Results & Implications

The results of this study support the existing potential for the development of machine learning-based diagnostic tools for colorectal cancer using blood-derived IgG N-glycomic data. Without data augmentation and discarding all samples for healthy individuals over the age of 60 years, an equally-weighted SVE classifier comprising a base XGBoost classifier with min-max scaling and a base LR classifier with robust scaling achieved a mean Area Under the Curve (AUC) score of 72.3% in diagnosing colorectal cancer patients. After applying the proposed data augmentation technique, the XGBoost classifier achieved a high mean AUC score of 92.0%, thus demonstrating a proof of concept for a supplementary diagnostic tool that could be developed with large, clinically valid datasets.
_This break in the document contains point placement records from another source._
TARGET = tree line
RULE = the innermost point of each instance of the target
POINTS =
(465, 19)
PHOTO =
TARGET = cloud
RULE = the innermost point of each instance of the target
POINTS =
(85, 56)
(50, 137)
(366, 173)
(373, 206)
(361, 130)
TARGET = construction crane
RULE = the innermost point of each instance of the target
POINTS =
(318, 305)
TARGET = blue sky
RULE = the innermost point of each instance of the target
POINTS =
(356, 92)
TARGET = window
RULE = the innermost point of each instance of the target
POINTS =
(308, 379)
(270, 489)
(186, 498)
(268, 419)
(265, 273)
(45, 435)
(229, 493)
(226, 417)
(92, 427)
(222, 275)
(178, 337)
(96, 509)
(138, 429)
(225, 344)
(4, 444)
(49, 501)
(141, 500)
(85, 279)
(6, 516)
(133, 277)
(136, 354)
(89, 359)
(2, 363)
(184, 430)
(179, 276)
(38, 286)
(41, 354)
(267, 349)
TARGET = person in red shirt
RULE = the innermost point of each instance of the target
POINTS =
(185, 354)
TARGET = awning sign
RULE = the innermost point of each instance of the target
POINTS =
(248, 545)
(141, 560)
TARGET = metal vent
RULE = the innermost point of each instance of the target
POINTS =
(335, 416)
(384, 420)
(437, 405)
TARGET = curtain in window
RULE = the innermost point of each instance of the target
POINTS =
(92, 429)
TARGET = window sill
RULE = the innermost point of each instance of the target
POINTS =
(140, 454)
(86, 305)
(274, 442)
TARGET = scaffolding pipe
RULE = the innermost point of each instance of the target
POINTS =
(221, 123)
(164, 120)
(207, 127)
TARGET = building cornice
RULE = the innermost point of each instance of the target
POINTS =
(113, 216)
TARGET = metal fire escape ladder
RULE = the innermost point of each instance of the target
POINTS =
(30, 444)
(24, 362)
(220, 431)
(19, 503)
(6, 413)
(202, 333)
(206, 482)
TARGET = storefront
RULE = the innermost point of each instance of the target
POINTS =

Consequently, future research on the diagnostic potential of glycomic data should focus on acquiring more data points for controls and colorectal cancer patients, along with clinically relevant features such as age, gender, and BMI. Regarding patient stratification, a RF multiclass classifier trained on the non-augmented dataset was able to distinguish early-stage cancer patients from healthy controls with a mean AUC score of 70.1%, thus showing promise in the ability to provide timely CRC prognosis. Finally, permutation feature importance analysis suggested that alterations in the core-fucosylation of IgG glycans could serve as a potential biomarker, supporting existing research findings on the glycosylation characteristics linked to CRC. The proposed framework is designed to be adaptable for other diseases where blood-derived IgG N-glycomic data may be pertinent. Furthermore, due to the observation of aberrant glycosylation in multiple cancer types, this framework has the potential to serve as a general cancer screening tool.